Investigational pill may boost pregnancy rates among women undergoing ART, reveals phase 2 clinical data

Oxolife, the female fertility biotech focused on enhancing embryo implantation in women undergoing assisted reproductive technology (ART) fertility treatment has presented successful phase 2 clinical data on its fertility pill OXO-001 at the European Society of Human Reproduction and Embryology (ESHRE) 40th Annual Meeting held in Amsterdam.

OXO-001 is a first-in-class, non-hormonal drug that acts directly on the endometrium – the inner lining of the uterus – to make it more conducive to embryo implantation. Failure of viable embryos to implant is a major reason why so many rounds of in-vitro fertilisation (IVF) and intracytoplasmic sperm injection (ICSI) do not result in pregnancy, and consequently a major cause of heartache among those trying for a baby. Taken twice daily, starting one menstrual cycle before embryo transfer and then for five weeks after transfer, OXO-001 is designed to reduce that distressing possibility.

Today, Oxolife is presenting highly promising new data at ESHRE from its proof-of-concept Phase 2 double-blinded, randomised controlled trial of OXO-001, in which it was tested against a placebo pill.

An exploratory subset analysing 96 women up to 40 years of age, who all underwent single embryo transfer using donor eggs, found OXO-001 resulted in a large and statistically significant improvement in the biochemical pregnancy rate (early detection of pregnancy). While 52.4% of those who received the placebo (22 of 42) had a biochemically confirmed pregnancy, among those who received OXO-001 the rate was 75.9% (41 of 54).

There were also clinically meaningful improvements in:

• the clinically confirmed pregnancy rate (foetal heartbeat five weeks after embryo transfer) – 50.0% for OXO-001 vs. 35.7% for placebo;
• the ongoing pregnancy rate (10 weeks post-embryo transfer) – 46.3% vs. 35.7%;
• the live birth rate – 42.6% for OXO-001 vs. 35.7% for placebo.
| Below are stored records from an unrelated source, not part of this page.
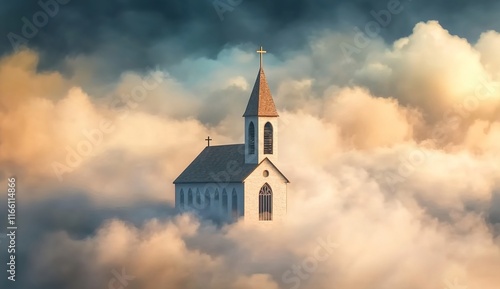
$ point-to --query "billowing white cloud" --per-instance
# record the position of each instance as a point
(394, 168)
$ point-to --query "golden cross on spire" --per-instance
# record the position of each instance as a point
(261, 52)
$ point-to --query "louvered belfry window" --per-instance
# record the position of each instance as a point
(268, 139)
(266, 203)
(251, 139)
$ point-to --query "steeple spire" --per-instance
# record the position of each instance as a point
(261, 52)
(261, 101)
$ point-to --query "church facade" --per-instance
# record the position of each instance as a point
(229, 182)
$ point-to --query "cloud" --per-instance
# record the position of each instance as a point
(377, 193)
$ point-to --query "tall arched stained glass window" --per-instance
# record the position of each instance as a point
(266, 203)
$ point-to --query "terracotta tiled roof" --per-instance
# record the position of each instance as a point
(261, 101)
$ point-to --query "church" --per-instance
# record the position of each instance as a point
(229, 182)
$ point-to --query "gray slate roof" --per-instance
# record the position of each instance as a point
(215, 164)
(261, 101)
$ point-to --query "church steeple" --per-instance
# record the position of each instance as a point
(261, 101)
(261, 125)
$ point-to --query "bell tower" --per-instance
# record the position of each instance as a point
(261, 121)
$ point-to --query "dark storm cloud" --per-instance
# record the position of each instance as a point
(133, 34)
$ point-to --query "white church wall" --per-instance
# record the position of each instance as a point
(252, 187)
(211, 202)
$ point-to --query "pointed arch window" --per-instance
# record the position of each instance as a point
(190, 198)
(251, 139)
(181, 201)
(268, 139)
(234, 204)
(266, 203)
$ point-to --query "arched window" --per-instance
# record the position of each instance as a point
(181, 198)
(266, 203)
(224, 201)
(190, 198)
(251, 139)
(208, 203)
(234, 204)
(268, 139)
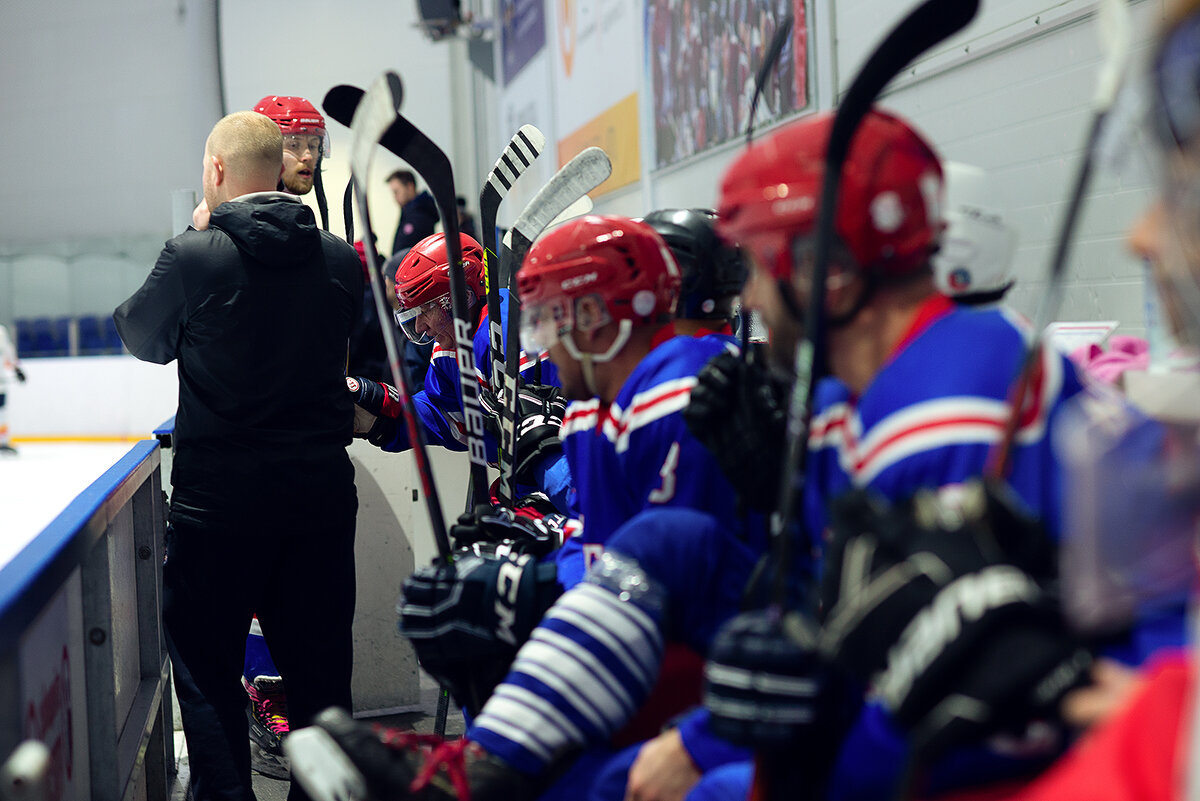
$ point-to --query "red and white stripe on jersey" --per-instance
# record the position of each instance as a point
(617, 423)
(940, 422)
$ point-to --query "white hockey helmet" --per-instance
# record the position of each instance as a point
(976, 257)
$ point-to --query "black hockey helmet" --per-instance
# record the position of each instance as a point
(713, 272)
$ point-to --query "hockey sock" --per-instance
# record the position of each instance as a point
(586, 669)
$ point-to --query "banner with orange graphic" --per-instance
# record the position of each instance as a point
(597, 74)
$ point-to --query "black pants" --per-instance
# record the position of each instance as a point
(292, 564)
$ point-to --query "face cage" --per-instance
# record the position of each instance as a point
(544, 324)
(321, 133)
(435, 313)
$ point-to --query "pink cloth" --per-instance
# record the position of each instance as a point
(1107, 366)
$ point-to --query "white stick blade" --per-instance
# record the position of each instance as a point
(372, 118)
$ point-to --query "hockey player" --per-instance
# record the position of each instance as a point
(598, 294)
(423, 290)
(305, 144)
(917, 389)
(1145, 745)
(9, 365)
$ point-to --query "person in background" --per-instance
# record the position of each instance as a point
(9, 365)
(256, 311)
(418, 212)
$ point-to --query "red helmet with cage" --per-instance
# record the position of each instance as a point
(295, 115)
(595, 270)
(888, 206)
(423, 282)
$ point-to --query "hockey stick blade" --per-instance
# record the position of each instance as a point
(519, 155)
(577, 209)
(322, 768)
(407, 142)
(372, 119)
(587, 170)
(930, 23)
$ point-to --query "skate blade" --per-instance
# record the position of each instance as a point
(322, 768)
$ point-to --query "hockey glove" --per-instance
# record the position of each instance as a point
(540, 409)
(377, 409)
(947, 610)
(523, 534)
(467, 620)
(739, 413)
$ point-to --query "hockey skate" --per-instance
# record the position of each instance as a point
(341, 759)
(268, 716)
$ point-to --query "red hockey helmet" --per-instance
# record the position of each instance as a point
(423, 281)
(888, 206)
(594, 270)
(295, 116)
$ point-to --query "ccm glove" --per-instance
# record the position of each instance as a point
(468, 619)
(522, 533)
(739, 413)
(377, 409)
(540, 410)
(948, 609)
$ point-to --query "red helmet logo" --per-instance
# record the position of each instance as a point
(424, 273)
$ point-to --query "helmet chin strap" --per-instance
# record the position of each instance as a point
(587, 361)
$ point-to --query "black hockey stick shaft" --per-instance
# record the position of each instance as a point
(407, 142)
(768, 64)
(1115, 41)
(522, 150)
(378, 109)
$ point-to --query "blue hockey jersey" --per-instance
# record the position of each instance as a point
(439, 408)
(637, 452)
(930, 419)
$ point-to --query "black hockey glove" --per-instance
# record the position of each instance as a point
(767, 688)
(540, 409)
(377, 409)
(739, 413)
(947, 610)
(467, 620)
(534, 533)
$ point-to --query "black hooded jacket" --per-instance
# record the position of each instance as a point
(257, 309)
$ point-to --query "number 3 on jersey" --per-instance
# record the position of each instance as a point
(666, 489)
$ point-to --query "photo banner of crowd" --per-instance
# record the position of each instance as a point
(702, 56)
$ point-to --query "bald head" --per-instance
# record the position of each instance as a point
(243, 154)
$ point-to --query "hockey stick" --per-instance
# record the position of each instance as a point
(371, 120)
(521, 151)
(768, 64)
(403, 139)
(571, 182)
(930, 23)
(1116, 42)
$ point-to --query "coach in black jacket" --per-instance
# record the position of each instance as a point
(257, 311)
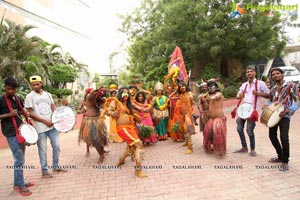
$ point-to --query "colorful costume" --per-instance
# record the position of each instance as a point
(126, 129)
(93, 132)
(146, 125)
(204, 116)
(161, 115)
(215, 134)
(183, 115)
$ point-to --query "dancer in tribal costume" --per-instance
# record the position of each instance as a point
(183, 115)
(121, 109)
(160, 112)
(93, 131)
(146, 120)
(114, 137)
(214, 139)
(203, 108)
(172, 93)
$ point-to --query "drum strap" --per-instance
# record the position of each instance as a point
(254, 115)
(233, 112)
(20, 138)
(255, 99)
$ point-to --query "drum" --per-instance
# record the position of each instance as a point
(270, 115)
(63, 119)
(29, 133)
(245, 110)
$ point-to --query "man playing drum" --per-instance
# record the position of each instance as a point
(40, 106)
(93, 131)
(9, 131)
(250, 91)
(285, 93)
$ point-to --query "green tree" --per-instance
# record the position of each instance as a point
(17, 52)
(203, 30)
(60, 75)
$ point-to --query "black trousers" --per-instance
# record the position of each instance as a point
(283, 148)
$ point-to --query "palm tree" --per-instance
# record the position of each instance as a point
(15, 49)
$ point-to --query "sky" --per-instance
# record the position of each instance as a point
(102, 26)
(97, 20)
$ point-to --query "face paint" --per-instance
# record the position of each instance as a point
(125, 94)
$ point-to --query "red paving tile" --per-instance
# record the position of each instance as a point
(248, 178)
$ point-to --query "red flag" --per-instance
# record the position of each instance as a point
(177, 60)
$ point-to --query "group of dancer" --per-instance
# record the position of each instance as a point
(138, 117)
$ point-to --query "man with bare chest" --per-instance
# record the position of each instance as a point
(93, 131)
(214, 139)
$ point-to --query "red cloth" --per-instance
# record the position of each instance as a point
(217, 127)
(177, 59)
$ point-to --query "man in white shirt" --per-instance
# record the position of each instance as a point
(251, 92)
(40, 106)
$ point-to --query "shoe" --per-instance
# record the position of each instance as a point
(275, 160)
(59, 170)
(23, 191)
(47, 175)
(242, 150)
(253, 153)
(284, 167)
(27, 185)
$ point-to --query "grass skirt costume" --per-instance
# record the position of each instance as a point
(214, 138)
(93, 132)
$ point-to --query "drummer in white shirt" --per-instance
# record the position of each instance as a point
(40, 106)
(250, 92)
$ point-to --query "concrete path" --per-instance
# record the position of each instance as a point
(172, 174)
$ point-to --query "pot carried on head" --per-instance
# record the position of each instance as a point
(245, 110)
(270, 115)
(29, 133)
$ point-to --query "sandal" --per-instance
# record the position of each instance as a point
(275, 160)
(59, 170)
(284, 167)
(253, 153)
(242, 150)
(47, 175)
(24, 191)
(27, 185)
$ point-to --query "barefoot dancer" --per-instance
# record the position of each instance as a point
(93, 131)
(121, 109)
(214, 138)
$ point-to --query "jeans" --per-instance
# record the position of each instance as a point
(250, 131)
(283, 149)
(42, 148)
(18, 151)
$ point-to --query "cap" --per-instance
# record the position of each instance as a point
(276, 69)
(251, 67)
(35, 79)
(88, 90)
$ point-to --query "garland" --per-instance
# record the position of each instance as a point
(164, 106)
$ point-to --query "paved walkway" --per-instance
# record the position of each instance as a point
(237, 176)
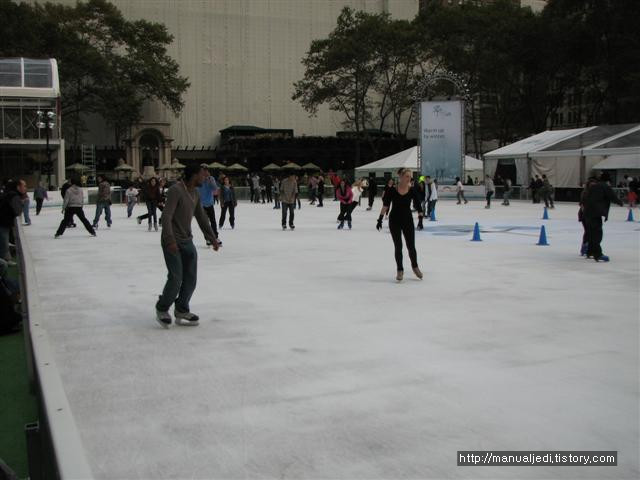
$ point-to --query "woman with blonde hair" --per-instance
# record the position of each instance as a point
(399, 199)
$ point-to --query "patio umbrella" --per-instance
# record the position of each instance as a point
(78, 167)
(291, 166)
(311, 166)
(236, 167)
(271, 166)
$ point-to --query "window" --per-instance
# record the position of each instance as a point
(10, 72)
(37, 73)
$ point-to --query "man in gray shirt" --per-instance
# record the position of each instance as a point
(288, 191)
(182, 204)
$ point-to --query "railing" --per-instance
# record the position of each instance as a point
(54, 446)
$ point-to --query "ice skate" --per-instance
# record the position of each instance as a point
(186, 318)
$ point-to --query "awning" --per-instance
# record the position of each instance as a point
(619, 162)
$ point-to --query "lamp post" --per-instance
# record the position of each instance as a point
(46, 121)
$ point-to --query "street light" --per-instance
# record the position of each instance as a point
(46, 120)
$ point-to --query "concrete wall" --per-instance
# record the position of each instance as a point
(242, 57)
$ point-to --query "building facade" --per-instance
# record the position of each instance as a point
(30, 134)
(242, 58)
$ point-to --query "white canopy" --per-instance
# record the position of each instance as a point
(535, 143)
(409, 159)
(619, 162)
(405, 159)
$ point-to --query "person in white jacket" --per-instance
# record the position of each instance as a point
(73, 202)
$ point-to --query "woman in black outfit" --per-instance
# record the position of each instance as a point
(401, 220)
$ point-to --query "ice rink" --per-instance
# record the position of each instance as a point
(310, 361)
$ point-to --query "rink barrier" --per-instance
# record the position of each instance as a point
(55, 447)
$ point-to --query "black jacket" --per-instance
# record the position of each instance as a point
(597, 200)
(10, 208)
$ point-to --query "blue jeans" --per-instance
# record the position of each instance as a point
(130, 205)
(25, 211)
(107, 213)
(4, 243)
(181, 279)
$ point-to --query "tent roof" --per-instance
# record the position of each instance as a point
(405, 159)
(619, 162)
(598, 140)
(471, 163)
(535, 143)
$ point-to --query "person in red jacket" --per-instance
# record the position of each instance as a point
(345, 195)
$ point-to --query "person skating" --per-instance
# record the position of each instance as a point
(276, 193)
(489, 189)
(345, 197)
(208, 190)
(460, 191)
(10, 209)
(72, 205)
(288, 193)
(103, 203)
(132, 198)
(433, 197)
(401, 221)
(152, 196)
(39, 195)
(320, 190)
(507, 192)
(547, 192)
(227, 197)
(180, 255)
(597, 200)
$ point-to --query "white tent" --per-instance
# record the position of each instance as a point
(405, 159)
(409, 159)
(566, 157)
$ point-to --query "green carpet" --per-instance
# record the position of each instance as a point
(17, 406)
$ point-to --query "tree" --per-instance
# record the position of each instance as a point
(342, 69)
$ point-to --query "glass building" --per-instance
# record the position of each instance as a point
(31, 146)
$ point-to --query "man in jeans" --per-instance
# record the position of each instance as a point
(208, 191)
(103, 202)
(288, 193)
(183, 202)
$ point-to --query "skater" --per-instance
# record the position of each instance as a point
(276, 193)
(103, 202)
(489, 189)
(132, 198)
(208, 190)
(63, 190)
(320, 190)
(73, 202)
(181, 258)
(10, 209)
(39, 195)
(152, 197)
(547, 191)
(288, 191)
(345, 196)
(372, 191)
(401, 221)
(507, 192)
(433, 198)
(597, 200)
(25, 208)
(228, 201)
(460, 191)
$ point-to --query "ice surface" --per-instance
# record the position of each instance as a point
(312, 362)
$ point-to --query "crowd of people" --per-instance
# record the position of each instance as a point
(198, 192)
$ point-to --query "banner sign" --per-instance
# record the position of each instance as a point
(441, 139)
The Phase 2 trial was not powered to confirm that the differences for these outcomes were statistically significant. However, the data generated strongly supports advancement to Phase 3 confirmatory trial. Results of the Phase 2 trial are due to be published soon in the highly-regarded journal Human Reproduction.

Agnès Arbat, Chief Executive Officer, Oxolife, said: “Most rounds of IVF or ICSI still end in failure – many, because a viable embryo does not implant. A simple-to-take pill that materially improves the chance of success would therefore be of huge benefit to those who want a baby. This proof-of-concept phase 2 study shows that hope is now a step closer. Physicians and patients tell us that they consider a five percentage-point improvement in the ongoing pregnancy rate after IVF / ICSI to be clinically meaningful, so to achieve double that is amazing. This study was purposefully designed to include only women who used donor eggs so it could single out the true effect of OXO-001 on the endometrium. However, we believe OXO-001 has the potential to work equally well in those using their own eggs, and we are already planning a pivotal Phase 3 clinical trial in this more extensive group to support product registration.”

Professor Dr Karen Sermon, Chair of ESHRE, who was not involved in the study, commented: “Despite continuous developments in ovarian stimulation, embryo manipulation and culture, improving live birth rates in medically assisted reproduction has been incremental at best. A jump of nearly seven percentage points is very good news for our patients, and hopefully this can be confirmed in larger patient groups.”

OXO-001 works directly on the endometrium to encourage the embryo to stop rolling, to invade endometrial tissue, and to complete implantation. Extensive preclinical testing, plus clinical testing in 300 women to date, has shown it has an excellent safety profile. It is rapidly absorbed and expelled by the woman’s body within 24 hours after administration. In follow-up of babies six months after birth, all demonstrated normal development with no differences compared to placebo.

About one in six women of childbearing age has trouble conceiving.